The exhibition ‘Jiddefendu l-Libertajiet Tagħna’ (‘They Defend Our Freedoms’) was recently launched to celebrate the 30th anniversary of the Andrei Sakharov Prize for Freedom of Thought.
Deputy Speaker Claudette Buttigieg inaugurated the exhibition.
The Sakharov Prize for Freedom of Thought, commonly known as the Sakharov Prize, honours individuals and groups of people who have dedicated their lives to the defence of human rights and freedom of thought. Named after Russian scientist and dissident Andrei Sakharov, the prize was established in December 1988 by the European Parliament.
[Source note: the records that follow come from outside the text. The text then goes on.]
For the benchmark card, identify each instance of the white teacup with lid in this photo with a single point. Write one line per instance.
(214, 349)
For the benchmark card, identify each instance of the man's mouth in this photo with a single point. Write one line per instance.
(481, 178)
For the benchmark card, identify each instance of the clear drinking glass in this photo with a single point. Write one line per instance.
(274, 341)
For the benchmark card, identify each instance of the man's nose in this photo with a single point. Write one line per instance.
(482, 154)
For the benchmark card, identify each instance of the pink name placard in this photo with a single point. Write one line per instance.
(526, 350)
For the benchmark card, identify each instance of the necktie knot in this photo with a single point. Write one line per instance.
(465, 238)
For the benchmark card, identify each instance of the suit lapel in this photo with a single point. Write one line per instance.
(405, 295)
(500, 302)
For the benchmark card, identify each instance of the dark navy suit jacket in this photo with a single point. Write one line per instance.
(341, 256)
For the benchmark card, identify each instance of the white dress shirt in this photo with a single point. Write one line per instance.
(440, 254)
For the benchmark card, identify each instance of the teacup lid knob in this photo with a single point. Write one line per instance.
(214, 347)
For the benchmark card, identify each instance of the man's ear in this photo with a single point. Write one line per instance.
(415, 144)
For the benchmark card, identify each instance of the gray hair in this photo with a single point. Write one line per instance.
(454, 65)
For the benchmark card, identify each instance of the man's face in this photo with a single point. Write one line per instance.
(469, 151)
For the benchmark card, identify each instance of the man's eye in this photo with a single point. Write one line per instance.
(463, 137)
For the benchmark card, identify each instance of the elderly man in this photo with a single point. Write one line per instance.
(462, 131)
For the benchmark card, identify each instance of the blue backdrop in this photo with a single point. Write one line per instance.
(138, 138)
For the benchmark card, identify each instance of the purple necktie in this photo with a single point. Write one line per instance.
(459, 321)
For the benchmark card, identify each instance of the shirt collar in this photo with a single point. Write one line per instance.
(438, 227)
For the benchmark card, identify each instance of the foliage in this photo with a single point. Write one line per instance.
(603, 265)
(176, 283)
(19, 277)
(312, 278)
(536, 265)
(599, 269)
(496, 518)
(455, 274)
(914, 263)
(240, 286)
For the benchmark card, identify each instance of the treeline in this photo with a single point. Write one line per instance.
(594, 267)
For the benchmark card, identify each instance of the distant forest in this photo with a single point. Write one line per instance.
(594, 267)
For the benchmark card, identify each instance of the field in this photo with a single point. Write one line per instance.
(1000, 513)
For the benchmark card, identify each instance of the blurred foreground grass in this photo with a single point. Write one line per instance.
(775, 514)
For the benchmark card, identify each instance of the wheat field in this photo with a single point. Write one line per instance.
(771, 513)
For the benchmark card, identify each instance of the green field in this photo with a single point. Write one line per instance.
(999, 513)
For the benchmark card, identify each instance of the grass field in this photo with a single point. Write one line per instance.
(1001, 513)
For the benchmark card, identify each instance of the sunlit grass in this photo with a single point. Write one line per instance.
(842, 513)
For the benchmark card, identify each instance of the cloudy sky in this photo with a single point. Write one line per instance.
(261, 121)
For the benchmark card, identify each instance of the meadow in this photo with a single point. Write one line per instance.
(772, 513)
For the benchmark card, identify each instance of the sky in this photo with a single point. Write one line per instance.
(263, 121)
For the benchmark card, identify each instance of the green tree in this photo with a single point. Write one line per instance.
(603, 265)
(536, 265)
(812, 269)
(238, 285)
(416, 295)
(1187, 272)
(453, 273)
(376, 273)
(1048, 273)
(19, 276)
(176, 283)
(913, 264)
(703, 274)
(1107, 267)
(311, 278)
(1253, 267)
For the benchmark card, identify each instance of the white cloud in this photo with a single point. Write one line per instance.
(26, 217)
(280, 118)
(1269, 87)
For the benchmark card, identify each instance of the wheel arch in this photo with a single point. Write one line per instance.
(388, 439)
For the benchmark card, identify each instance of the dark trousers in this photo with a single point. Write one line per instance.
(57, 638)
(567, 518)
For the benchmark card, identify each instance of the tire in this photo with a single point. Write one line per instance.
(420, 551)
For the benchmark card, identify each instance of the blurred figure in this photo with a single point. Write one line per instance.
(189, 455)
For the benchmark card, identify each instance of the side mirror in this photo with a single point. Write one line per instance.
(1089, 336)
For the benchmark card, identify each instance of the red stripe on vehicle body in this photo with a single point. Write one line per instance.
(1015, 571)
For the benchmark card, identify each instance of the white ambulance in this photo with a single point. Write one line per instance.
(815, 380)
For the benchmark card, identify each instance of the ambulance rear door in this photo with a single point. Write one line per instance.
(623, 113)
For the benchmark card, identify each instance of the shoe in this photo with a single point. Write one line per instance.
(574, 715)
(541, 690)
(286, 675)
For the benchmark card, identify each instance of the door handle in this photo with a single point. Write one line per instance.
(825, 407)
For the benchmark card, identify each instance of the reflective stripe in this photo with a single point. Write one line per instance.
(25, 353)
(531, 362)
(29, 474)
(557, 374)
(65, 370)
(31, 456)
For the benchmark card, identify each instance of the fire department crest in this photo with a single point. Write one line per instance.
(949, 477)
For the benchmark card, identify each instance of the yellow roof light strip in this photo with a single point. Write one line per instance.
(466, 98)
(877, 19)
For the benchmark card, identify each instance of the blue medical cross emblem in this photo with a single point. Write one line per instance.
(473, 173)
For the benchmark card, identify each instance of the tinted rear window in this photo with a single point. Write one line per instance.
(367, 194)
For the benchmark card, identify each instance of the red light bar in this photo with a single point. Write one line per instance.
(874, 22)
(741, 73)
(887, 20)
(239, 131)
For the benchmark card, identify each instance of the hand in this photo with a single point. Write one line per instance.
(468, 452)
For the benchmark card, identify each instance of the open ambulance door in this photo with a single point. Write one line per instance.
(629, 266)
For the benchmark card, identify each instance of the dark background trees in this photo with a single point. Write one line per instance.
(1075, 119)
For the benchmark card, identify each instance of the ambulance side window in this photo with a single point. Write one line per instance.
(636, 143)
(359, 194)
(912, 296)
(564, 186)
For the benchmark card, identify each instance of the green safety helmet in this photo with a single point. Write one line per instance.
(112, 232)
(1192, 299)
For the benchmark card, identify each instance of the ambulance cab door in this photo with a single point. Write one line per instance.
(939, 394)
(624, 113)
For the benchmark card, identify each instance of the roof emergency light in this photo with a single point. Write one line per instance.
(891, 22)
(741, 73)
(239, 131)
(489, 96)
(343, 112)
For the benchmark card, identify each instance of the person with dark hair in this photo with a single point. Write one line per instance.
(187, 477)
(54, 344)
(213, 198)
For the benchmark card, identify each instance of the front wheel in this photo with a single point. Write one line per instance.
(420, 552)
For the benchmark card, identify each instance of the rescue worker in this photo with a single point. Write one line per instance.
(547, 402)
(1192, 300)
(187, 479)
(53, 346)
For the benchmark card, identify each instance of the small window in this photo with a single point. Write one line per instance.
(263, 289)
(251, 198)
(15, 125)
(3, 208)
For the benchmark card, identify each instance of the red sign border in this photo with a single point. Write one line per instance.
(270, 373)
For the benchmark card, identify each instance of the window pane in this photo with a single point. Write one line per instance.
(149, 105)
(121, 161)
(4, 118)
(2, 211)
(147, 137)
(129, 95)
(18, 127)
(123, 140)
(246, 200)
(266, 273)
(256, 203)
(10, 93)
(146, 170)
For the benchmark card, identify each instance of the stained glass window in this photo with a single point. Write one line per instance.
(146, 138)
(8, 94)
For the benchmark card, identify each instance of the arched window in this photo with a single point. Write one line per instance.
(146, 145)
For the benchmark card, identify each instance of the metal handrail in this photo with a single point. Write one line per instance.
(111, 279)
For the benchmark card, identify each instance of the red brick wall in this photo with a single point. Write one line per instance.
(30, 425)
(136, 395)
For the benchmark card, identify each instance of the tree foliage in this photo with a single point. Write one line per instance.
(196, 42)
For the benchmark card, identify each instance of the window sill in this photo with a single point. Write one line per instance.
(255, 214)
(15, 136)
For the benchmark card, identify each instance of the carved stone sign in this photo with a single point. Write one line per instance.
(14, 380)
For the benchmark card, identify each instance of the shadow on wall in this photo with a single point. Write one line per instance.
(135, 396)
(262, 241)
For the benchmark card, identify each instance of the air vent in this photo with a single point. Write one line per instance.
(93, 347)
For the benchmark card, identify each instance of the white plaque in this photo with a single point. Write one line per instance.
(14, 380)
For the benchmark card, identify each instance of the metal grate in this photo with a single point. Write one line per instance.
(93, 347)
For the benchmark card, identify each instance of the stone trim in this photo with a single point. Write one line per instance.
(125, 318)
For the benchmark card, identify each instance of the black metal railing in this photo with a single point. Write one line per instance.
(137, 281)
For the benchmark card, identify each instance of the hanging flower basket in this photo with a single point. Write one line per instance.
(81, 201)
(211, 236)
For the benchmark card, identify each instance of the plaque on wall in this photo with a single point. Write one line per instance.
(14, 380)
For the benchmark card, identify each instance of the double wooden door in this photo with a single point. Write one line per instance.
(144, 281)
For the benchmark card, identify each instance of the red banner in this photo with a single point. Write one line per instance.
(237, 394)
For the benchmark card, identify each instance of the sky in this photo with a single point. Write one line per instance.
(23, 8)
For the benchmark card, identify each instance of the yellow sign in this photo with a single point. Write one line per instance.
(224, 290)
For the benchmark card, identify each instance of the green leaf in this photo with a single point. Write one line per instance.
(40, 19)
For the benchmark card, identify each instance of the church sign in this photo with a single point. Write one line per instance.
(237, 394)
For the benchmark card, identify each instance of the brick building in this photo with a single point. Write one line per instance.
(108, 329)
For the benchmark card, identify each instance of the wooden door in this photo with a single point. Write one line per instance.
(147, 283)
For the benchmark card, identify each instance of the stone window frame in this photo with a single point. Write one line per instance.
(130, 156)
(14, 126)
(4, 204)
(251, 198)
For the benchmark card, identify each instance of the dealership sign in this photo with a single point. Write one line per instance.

This photographic exhibition recognises the work of leading figures in favour of human rights in Ethiopia, Tunisia, Cambodia and refugees living in the Balkan War in 1992.
The nominees for the Sakharov Prize for this year are:
- A number of non-governmental organisations which protect have saved many migrants from death in Mediterranean waters;
- Oleg Sentsov, a Ukrainian filmmaker and writer, from Crimea who was arrested following the Russian annexation of Crimea;
- Zefzafi Nasser, a Moroccan political activist, leader of the protest movement in the Rif and the city of Al Hoceima, commonly known as Hirak Rif.
The public is invited to visit this exhibition at the entrance of Parliament in Valletta until Monday 26th November 2018 between 9.00 am and 5.00 pm afternoon during weekdays, and between 9.00 am and noon on Saturdays, Sundays and public holidays.